Tomorrow at Madison Square Garden is the last of the 3-1 Knicks’ five preseason games. When the buzzer sounds to conclude the matchup with the Charlotte Hornets and everyone hopefully emerges uninjured, it won’t matter if they are 4-1 or 3-2. 

What is truly consequential are the games that begin next Wednesday when the Knicks open the regular season versus the Cleveland Cavaliers as the fourth-highest betting favorite as established by major sports gaming companies. 

The team they host has the second-highest odds behind only the defending NBA champion Oklahoma City Thunder. If the Thunder do ultimately win their second straight title, they will be the league’s first repeat champion since the Golden State Warriors back-to-back wins in 2017 and 2018. 

After losing to the Indiana Pacers in six games in last season’s Eastern Conference Finals, the bar is set high for the Knicks. Merely reaching the conference finals again won’t be viewed as a successful season in the eyes of rabid fans who raucously celebrated outside of MSG last May as if the Knicks won the whole thing after they defeated the Boston Celtics in the conference semifinals 4-2. 

Ask Tom Thibodeau the same thing if you run into him. The former Knicks head coach was canned after leading the team to 101 combined victories over the past two regular seasons, scaling from the conference semis in 2023-24 season to the conference finals the following campaign. 

These improvements were obviously not good enough for Knicks owner James Dolan and team president Leon Rose. Enter 55-year-old veteran coach Mike Brown, a two-time NBA Coach of the Year with the Cavaliers in 2009 and Sacramento Kings in 2023. Yes, each night will be analogous to a Broadway show and he’ll be centerstage in the spotlight, replacing the 67-year-old Thibodeau with the mandate to win a championship. 

How else could his charge be characterized other than finals or bust? But this Knicks squad still needs more size and proven depth when measured against the Thunder, Cavaliers and Houston Rockets, the latter being the third betting favorite after the rising young team added all-time great Kevin Durant this past summer via the Phoenix Suns. 

The first thing Brown said at the Knicks’ annual Media Day last month: “I don’t know if anyone has higher expectations than me.
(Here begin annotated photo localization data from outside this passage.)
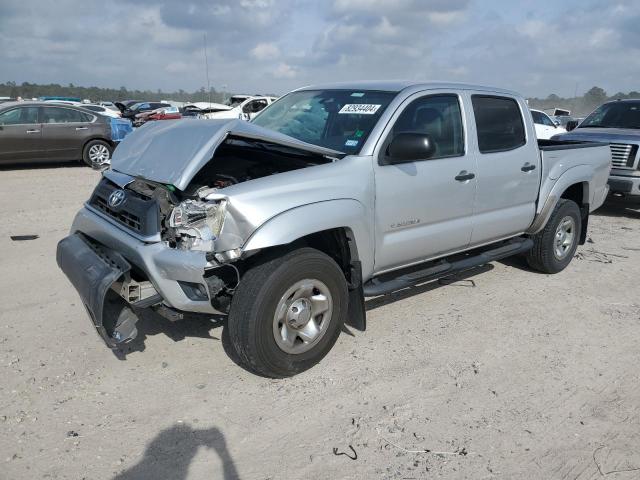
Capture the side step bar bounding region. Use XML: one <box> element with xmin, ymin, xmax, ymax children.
<box><xmin>363</xmin><ymin>238</ymin><xmax>533</xmax><ymax>297</ymax></box>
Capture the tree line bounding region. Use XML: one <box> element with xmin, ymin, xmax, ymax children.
<box><xmin>0</xmin><ymin>81</ymin><xmax>232</xmax><ymax>103</ymax></box>
<box><xmin>528</xmin><ymin>86</ymin><xmax>640</xmax><ymax>117</ymax></box>
<box><xmin>1</xmin><ymin>81</ymin><xmax>636</xmax><ymax>116</ymax></box>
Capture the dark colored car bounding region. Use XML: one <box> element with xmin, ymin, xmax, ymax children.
<box><xmin>120</xmin><ymin>102</ymin><xmax>172</xmax><ymax>121</ymax></box>
<box><xmin>114</xmin><ymin>100</ymin><xmax>142</xmax><ymax>113</ymax></box>
<box><xmin>0</xmin><ymin>102</ymin><xmax>132</xmax><ymax>167</ymax></box>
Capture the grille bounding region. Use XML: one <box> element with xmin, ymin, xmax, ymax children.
<box><xmin>609</xmin><ymin>143</ymin><xmax>637</xmax><ymax>169</ymax></box>
<box><xmin>94</xmin><ymin>197</ymin><xmax>142</xmax><ymax>231</ymax></box>
<box><xmin>88</xmin><ymin>179</ymin><xmax>160</xmax><ymax>236</ymax></box>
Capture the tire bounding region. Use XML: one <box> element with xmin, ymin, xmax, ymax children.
<box><xmin>227</xmin><ymin>247</ymin><xmax>348</xmax><ymax>378</ymax></box>
<box><xmin>82</xmin><ymin>139</ymin><xmax>112</xmax><ymax>169</ymax></box>
<box><xmin>526</xmin><ymin>199</ymin><xmax>582</xmax><ymax>274</ymax></box>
I love being in a position where you have expectations.”

Knicks All-Star guard Jalen Brunson, speaking in late August on his podcast “Roommates Show,” co-hosted with Villanova and Knicks teammate Josh Hart, said his goals have long remained the same.

“My definition of success has not changed,” Brunson said. “You win or you don’t succeed.” 

Brunson’s zero-sum mentality must permeate the roster from head coach to the last man to achieve their objective of snatching the Knicks’ first title since 1973.